The California State Bar recently proposed an amendment to the California Rules of Professional Conduct. The amendment would include “a duty to keep abreast of the changes in the law and law practice, including the benefits and risks associated with relevant technology” for all lawyers.
Now, it’s arguable whether that requirement would constitute a truly new duty since it’s difficult to imagine how a lawyer could be serving their client properly in a case involving ediscovery without understanding and using appropriate technology.
Nevertheless, the proposed amendment serves as a reminder that Bar Associations serve as important sources of ediscovery regulation and guidance.
In the Rules Regulating the Florida Bar Chapter 4: Rules of Professional Conduct, the Florida Bar includes the following passage regarding competence to practice:
Competent representation may also involve the association or retention of a non-lawyer
advisor of established technological competence in the field in question. Competent
representation also involves safeguarding confidential information relating to the representation, including, but not limited to, electronic transmissions and communications.

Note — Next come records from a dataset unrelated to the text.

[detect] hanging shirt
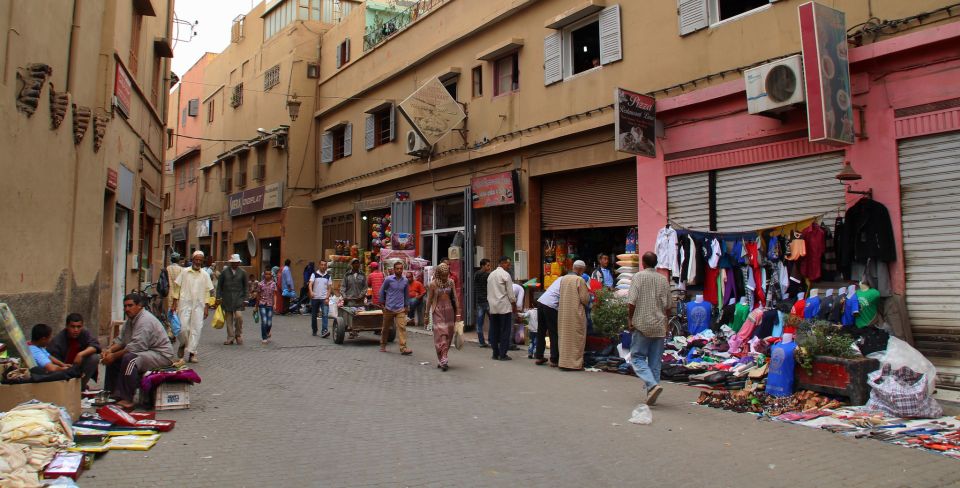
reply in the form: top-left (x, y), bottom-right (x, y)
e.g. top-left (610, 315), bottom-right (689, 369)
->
top-left (855, 288), bottom-right (880, 329)
top-left (654, 227), bottom-right (680, 277)
top-left (803, 296), bottom-right (820, 320)
top-left (687, 301), bottom-right (713, 335)
top-left (840, 293), bottom-right (860, 327)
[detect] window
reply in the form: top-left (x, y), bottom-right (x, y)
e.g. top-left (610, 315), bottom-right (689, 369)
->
top-left (320, 122), bottom-right (353, 163)
top-left (207, 98), bottom-right (217, 124)
top-left (364, 103), bottom-right (397, 151)
top-left (263, 64), bottom-right (280, 90)
top-left (543, 5), bottom-right (623, 85)
top-left (230, 83), bottom-right (243, 108)
top-left (471, 66), bottom-right (483, 98)
top-left (493, 53), bottom-right (520, 96)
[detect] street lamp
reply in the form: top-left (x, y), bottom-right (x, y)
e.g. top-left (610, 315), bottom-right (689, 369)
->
top-left (287, 95), bottom-right (301, 120)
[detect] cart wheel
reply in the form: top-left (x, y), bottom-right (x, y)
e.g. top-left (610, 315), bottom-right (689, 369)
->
top-left (333, 317), bottom-right (346, 344)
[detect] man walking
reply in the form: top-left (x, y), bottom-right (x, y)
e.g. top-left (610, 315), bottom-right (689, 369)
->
top-left (487, 256), bottom-right (517, 361)
top-left (473, 258), bottom-right (493, 347)
top-left (378, 261), bottom-right (413, 356)
top-left (627, 252), bottom-right (670, 405)
top-left (172, 251), bottom-right (213, 363)
top-left (343, 258), bottom-right (367, 307)
top-left (217, 254), bottom-right (250, 346)
top-left (308, 259), bottom-right (333, 337)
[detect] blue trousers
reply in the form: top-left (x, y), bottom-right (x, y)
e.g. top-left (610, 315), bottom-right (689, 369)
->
top-left (310, 299), bottom-right (330, 335)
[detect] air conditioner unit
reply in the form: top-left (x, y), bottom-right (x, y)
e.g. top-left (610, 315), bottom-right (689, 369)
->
top-left (744, 54), bottom-right (806, 114)
top-left (407, 130), bottom-right (430, 157)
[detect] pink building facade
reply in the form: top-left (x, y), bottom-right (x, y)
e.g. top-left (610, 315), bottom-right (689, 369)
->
top-left (637, 22), bottom-right (960, 385)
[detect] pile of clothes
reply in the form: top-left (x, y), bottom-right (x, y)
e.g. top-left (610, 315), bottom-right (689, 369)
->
top-left (0, 401), bottom-right (73, 488)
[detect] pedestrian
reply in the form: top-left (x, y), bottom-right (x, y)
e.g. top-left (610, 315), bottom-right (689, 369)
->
top-left (407, 271), bottom-right (427, 327)
top-left (367, 261), bottom-right (385, 305)
top-left (473, 258), bottom-right (493, 347)
top-left (533, 274), bottom-right (561, 368)
top-left (307, 259), bottom-right (333, 337)
top-left (47, 313), bottom-right (100, 390)
top-left (487, 256), bottom-right (517, 361)
top-left (429, 263), bottom-right (460, 371)
top-left (374, 261), bottom-right (413, 356)
top-left (280, 259), bottom-right (297, 315)
top-left (217, 254), bottom-right (250, 346)
top-left (254, 271), bottom-right (277, 344)
top-left (557, 259), bottom-right (590, 371)
top-left (173, 251), bottom-right (213, 363)
top-left (627, 252), bottom-right (670, 405)
top-left (343, 258), bottom-right (367, 307)
top-left (100, 292), bottom-right (175, 409)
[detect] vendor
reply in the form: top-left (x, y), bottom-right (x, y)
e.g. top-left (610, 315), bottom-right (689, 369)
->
top-left (47, 313), bottom-right (100, 390)
top-left (102, 293), bottom-right (174, 409)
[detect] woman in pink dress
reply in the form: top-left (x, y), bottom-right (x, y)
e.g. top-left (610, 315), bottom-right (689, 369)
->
top-left (427, 263), bottom-right (460, 371)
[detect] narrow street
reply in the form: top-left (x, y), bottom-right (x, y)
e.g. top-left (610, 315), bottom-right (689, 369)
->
top-left (79, 311), bottom-right (958, 488)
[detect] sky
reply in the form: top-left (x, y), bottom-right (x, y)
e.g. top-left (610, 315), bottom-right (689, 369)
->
top-left (173, 0), bottom-right (260, 77)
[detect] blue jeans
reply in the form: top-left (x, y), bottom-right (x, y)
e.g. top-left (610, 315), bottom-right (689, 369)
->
top-left (260, 305), bottom-right (273, 340)
top-left (630, 330), bottom-right (664, 391)
top-left (477, 303), bottom-right (492, 345)
top-left (310, 299), bottom-right (330, 335)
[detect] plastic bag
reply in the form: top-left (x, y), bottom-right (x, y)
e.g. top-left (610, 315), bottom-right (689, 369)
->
top-left (867, 336), bottom-right (937, 393)
top-left (210, 307), bottom-right (224, 329)
top-left (453, 320), bottom-right (463, 351)
top-left (630, 403), bottom-right (653, 425)
top-left (167, 310), bottom-right (180, 337)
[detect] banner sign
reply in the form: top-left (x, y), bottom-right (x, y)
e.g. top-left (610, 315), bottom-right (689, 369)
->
top-left (470, 171), bottom-right (517, 208)
top-left (798, 2), bottom-right (854, 145)
top-left (613, 88), bottom-right (657, 158)
top-left (230, 183), bottom-right (283, 217)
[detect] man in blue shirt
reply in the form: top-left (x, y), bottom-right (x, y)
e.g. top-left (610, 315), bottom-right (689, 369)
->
top-left (379, 261), bottom-right (413, 356)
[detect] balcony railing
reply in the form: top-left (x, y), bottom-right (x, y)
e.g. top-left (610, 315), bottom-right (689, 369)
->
top-left (363, 0), bottom-right (453, 51)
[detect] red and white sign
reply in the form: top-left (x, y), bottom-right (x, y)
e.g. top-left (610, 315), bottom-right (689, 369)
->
top-left (470, 171), bottom-right (517, 208)
top-left (113, 61), bottom-right (133, 117)
top-left (798, 2), bottom-right (854, 145)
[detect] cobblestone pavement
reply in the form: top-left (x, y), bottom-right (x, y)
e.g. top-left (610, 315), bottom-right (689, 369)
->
top-left (80, 312), bottom-right (960, 488)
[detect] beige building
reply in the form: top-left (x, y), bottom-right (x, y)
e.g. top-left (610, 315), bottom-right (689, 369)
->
top-left (0, 0), bottom-right (173, 333)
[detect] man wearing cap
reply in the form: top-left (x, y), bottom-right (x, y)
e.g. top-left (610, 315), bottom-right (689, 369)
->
top-left (343, 258), bottom-right (367, 307)
top-left (171, 251), bottom-right (213, 363)
top-left (217, 254), bottom-right (250, 346)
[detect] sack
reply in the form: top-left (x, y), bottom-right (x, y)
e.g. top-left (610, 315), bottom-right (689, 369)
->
top-left (167, 311), bottom-right (180, 337)
top-left (453, 320), bottom-right (463, 351)
top-left (157, 268), bottom-right (170, 298)
top-left (867, 364), bottom-right (943, 419)
top-left (211, 307), bottom-right (225, 329)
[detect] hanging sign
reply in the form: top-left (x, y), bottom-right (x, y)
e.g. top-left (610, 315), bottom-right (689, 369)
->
top-left (613, 88), bottom-right (657, 158)
top-left (798, 2), bottom-right (854, 145)
top-left (470, 171), bottom-right (517, 208)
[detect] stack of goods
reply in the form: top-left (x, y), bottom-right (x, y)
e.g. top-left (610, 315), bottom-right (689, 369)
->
top-left (0, 401), bottom-right (73, 487)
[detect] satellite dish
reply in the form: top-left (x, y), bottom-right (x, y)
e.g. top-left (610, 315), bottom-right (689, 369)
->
top-left (247, 230), bottom-right (257, 257)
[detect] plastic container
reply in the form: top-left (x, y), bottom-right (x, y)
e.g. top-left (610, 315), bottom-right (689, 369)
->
top-left (767, 342), bottom-right (797, 397)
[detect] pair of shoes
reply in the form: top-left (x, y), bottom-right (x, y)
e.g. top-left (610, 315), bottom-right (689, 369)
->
top-left (647, 385), bottom-right (663, 405)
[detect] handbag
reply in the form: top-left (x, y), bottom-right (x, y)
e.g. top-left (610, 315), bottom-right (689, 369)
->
top-left (453, 320), bottom-right (463, 351)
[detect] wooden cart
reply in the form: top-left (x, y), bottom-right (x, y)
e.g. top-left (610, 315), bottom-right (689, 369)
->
top-left (333, 307), bottom-right (397, 344)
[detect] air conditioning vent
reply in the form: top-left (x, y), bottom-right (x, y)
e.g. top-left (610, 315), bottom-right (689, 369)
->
top-left (406, 130), bottom-right (430, 157)
top-left (744, 55), bottom-right (806, 114)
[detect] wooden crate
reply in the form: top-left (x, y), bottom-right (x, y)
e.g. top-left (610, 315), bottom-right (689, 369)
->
top-left (153, 382), bottom-right (193, 410)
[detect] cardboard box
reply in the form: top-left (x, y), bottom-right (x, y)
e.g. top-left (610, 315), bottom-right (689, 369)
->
top-left (0, 378), bottom-right (81, 420)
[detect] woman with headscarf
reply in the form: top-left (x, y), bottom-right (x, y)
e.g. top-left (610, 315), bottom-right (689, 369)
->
top-left (427, 263), bottom-right (460, 371)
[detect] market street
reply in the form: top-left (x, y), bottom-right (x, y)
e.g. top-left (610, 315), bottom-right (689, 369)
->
top-left (79, 311), bottom-right (960, 488)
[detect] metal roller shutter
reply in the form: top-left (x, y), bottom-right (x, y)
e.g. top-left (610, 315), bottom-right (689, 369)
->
top-left (667, 172), bottom-right (710, 230)
top-left (899, 132), bottom-right (960, 386)
top-left (717, 153), bottom-right (845, 232)
top-left (540, 159), bottom-right (637, 230)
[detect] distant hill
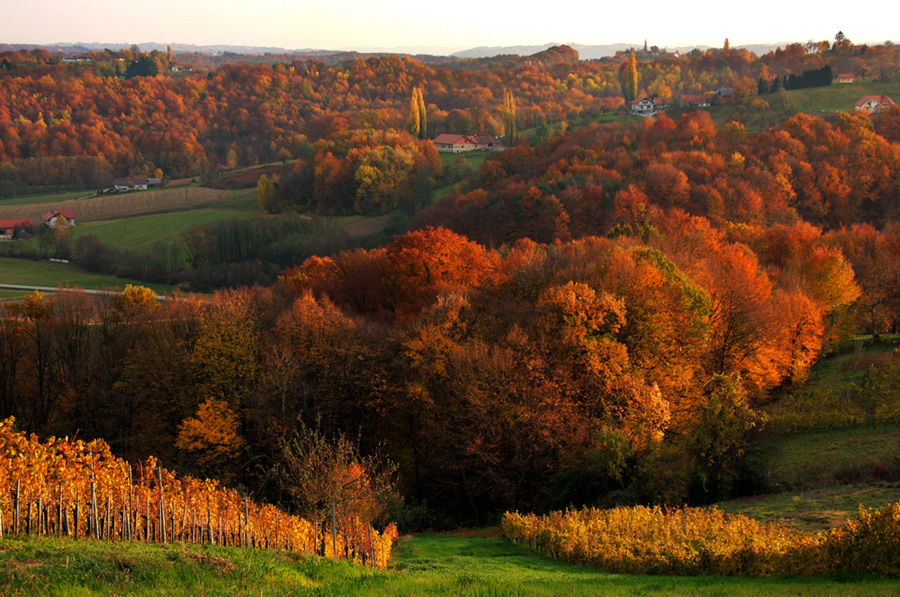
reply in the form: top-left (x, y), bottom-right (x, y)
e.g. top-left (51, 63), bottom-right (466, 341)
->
top-left (451, 42), bottom-right (793, 60)
top-left (0, 42), bottom-right (793, 62)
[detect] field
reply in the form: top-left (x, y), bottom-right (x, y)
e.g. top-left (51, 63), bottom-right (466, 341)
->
top-left (72, 191), bottom-right (257, 250)
top-left (784, 81), bottom-right (900, 112)
top-left (0, 533), bottom-right (900, 597)
top-left (0, 258), bottom-right (172, 298)
top-left (0, 191), bottom-right (94, 208)
top-left (718, 483), bottom-right (900, 531)
top-left (0, 187), bottom-right (223, 225)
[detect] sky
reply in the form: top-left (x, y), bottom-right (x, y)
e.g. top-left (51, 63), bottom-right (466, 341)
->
top-left (0, 0), bottom-right (900, 54)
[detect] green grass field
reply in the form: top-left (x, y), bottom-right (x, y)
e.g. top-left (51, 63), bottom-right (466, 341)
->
top-left (72, 192), bottom-right (257, 250)
top-left (0, 258), bottom-right (172, 298)
top-left (0, 535), bottom-right (900, 597)
top-left (759, 425), bottom-right (900, 489)
top-left (784, 81), bottom-right (900, 112)
top-left (717, 484), bottom-right (900, 531)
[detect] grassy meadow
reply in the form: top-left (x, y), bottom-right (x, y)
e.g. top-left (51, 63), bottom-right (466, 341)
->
top-left (0, 533), bottom-right (900, 597)
top-left (718, 483), bottom-right (900, 532)
top-left (72, 189), bottom-right (259, 250)
top-left (0, 257), bottom-right (172, 298)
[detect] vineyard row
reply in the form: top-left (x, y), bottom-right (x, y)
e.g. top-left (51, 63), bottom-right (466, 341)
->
top-left (0, 419), bottom-right (397, 568)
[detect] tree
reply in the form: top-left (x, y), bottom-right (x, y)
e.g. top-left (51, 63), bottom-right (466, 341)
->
top-left (501, 89), bottom-right (516, 141)
top-left (409, 87), bottom-right (422, 137)
top-left (416, 87), bottom-right (428, 139)
top-left (686, 375), bottom-right (761, 500)
top-left (622, 50), bottom-right (638, 104)
top-left (175, 398), bottom-right (244, 479)
top-left (256, 174), bottom-right (278, 214)
top-left (276, 425), bottom-right (397, 522)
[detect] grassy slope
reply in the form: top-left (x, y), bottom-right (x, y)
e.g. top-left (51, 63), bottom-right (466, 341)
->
top-left (72, 190), bottom-right (259, 250)
top-left (0, 535), bottom-right (900, 596)
top-left (718, 484), bottom-right (900, 532)
top-left (0, 257), bottom-right (172, 298)
top-left (0, 191), bottom-right (95, 207)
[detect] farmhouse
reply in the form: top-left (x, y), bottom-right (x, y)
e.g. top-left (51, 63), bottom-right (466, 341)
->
top-left (432, 133), bottom-right (501, 153)
top-left (678, 93), bottom-right (710, 108)
top-left (113, 178), bottom-right (162, 193)
top-left (42, 209), bottom-right (75, 228)
top-left (631, 95), bottom-right (659, 116)
top-left (0, 220), bottom-right (34, 240)
top-left (853, 95), bottom-right (897, 114)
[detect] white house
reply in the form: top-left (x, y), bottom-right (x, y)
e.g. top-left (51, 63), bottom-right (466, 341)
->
top-left (631, 96), bottom-right (658, 116)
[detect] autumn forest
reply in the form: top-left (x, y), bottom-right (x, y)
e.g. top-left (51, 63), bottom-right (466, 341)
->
top-left (0, 40), bottom-right (900, 528)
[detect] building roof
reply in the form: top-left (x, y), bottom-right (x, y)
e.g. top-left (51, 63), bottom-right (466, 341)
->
top-left (854, 95), bottom-right (895, 106)
top-left (678, 93), bottom-right (709, 106)
top-left (43, 209), bottom-right (75, 222)
top-left (0, 220), bottom-right (34, 230)
top-left (469, 135), bottom-right (499, 145)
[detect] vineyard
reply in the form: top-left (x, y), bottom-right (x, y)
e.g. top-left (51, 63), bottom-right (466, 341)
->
top-left (0, 187), bottom-right (223, 223)
top-left (502, 503), bottom-right (900, 577)
top-left (0, 418), bottom-right (397, 568)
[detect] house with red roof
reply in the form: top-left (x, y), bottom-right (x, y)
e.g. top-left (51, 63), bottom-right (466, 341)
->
top-left (41, 209), bottom-right (75, 228)
top-left (432, 133), bottom-right (501, 153)
top-left (853, 95), bottom-right (897, 114)
top-left (0, 220), bottom-right (34, 240)
top-left (631, 95), bottom-right (658, 116)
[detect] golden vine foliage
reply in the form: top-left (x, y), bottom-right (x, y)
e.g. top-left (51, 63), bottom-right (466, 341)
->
top-left (0, 417), bottom-right (397, 568)
top-left (502, 503), bottom-right (900, 576)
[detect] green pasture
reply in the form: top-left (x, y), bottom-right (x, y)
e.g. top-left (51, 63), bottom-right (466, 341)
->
top-left (759, 425), bottom-right (900, 489)
top-left (0, 534), bottom-right (900, 597)
top-left (71, 190), bottom-right (259, 250)
top-left (0, 257), bottom-right (172, 298)
top-left (717, 483), bottom-right (900, 531)
top-left (784, 81), bottom-right (900, 112)
top-left (0, 190), bottom-right (96, 207)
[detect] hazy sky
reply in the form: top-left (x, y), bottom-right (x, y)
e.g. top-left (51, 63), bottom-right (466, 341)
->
top-left (0, 0), bottom-right (888, 52)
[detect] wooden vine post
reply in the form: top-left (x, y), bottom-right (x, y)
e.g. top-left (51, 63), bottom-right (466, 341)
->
top-left (156, 465), bottom-right (166, 543)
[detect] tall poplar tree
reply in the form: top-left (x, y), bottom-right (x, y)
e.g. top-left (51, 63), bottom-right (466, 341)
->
top-left (502, 89), bottom-right (516, 145)
top-left (416, 87), bottom-right (428, 139)
top-left (622, 50), bottom-right (638, 103)
top-left (409, 87), bottom-right (422, 138)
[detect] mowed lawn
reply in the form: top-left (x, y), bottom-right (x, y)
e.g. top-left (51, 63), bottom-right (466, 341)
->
top-left (0, 534), bottom-right (900, 597)
top-left (0, 257), bottom-right (172, 298)
top-left (0, 191), bottom-right (95, 207)
top-left (784, 81), bottom-right (900, 112)
top-left (760, 424), bottom-right (900, 489)
top-left (72, 189), bottom-right (259, 251)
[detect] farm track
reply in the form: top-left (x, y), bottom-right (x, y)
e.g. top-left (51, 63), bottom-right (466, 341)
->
top-left (0, 187), bottom-right (225, 223)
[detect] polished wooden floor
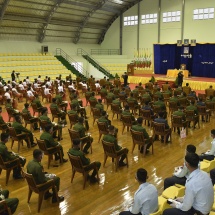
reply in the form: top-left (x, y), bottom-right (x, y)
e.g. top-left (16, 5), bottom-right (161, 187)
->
top-left (0, 90), bottom-right (215, 215)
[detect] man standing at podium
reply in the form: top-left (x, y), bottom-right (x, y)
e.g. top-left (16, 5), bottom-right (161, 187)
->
top-left (178, 71), bottom-right (184, 87)
top-left (122, 72), bottom-right (128, 87)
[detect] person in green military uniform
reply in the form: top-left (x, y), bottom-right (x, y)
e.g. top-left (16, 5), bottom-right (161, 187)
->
top-left (27, 149), bottom-right (64, 203)
top-left (112, 98), bottom-right (122, 109)
top-left (39, 107), bottom-right (63, 140)
top-left (100, 85), bottom-right (107, 96)
top-left (0, 133), bottom-right (26, 179)
top-left (153, 98), bottom-right (166, 112)
top-left (142, 91), bottom-right (152, 102)
top-left (186, 100), bottom-right (199, 128)
top-left (154, 88), bottom-right (163, 100)
top-left (70, 95), bottom-right (87, 118)
top-left (69, 90), bottom-right (77, 101)
top-left (98, 110), bottom-right (118, 136)
top-left (73, 117), bottom-right (93, 154)
top-left (67, 104), bottom-right (89, 131)
top-left (0, 107), bottom-right (11, 133)
top-left (55, 91), bottom-right (68, 112)
top-left (22, 103), bottom-right (39, 130)
top-left (89, 92), bottom-right (97, 102)
top-left (107, 89), bottom-right (115, 100)
top-left (32, 94), bottom-right (44, 111)
top-left (95, 99), bottom-right (104, 112)
top-left (0, 190), bottom-right (19, 215)
top-left (127, 93), bottom-right (139, 108)
top-left (40, 124), bottom-right (68, 163)
top-left (172, 106), bottom-right (187, 134)
top-left (131, 117), bottom-right (152, 153)
top-left (50, 98), bottom-right (67, 124)
top-left (69, 139), bottom-right (101, 183)
top-left (12, 115), bottom-right (37, 148)
top-left (122, 105), bottom-right (136, 125)
top-left (113, 85), bottom-right (120, 98)
top-left (5, 99), bottom-right (20, 115)
top-left (103, 125), bottom-right (128, 166)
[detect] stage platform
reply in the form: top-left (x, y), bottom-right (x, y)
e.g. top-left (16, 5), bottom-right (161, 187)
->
top-left (124, 74), bottom-right (215, 90)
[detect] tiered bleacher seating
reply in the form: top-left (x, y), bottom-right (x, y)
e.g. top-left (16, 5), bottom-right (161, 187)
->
top-left (102, 63), bottom-right (127, 76)
top-left (0, 53), bottom-right (75, 81)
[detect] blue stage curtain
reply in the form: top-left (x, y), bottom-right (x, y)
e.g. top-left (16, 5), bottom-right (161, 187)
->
top-left (192, 44), bottom-right (215, 78)
top-left (154, 44), bottom-right (176, 74)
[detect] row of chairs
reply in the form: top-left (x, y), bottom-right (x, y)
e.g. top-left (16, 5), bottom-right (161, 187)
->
top-left (0, 52), bottom-right (52, 57)
top-left (0, 56), bottom-right (56, 62)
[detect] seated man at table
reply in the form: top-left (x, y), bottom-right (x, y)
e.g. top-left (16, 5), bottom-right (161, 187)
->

As with the Rules in New York, the Florida Bar explicitly recognizes that some lawyers are going to have difficulty with the technical side of some cases and encourages them to seek out effective help in those cases.
It’s a gross understatement to say that ediscovery law is multifaceted. In addition to the law that every sitting judge must follow, each jurisdiction and each level of court has available to it a multitude of advisory guidelines that can affect how it interprets and gives meaning to sometimes ambiguous rules of state or federal civil procedure.
Also, lawyers must remember that, as ediscovery becomes more and more common, state bar associations are becoming less and less likely to forgive unfamiliarity with both basic and advanced technology and technique in the area of electronically stored information. State codes of professional conduct for attorneys are becoming as impactful a source of ediscovery law as the Federal Rules of Civil Procedure.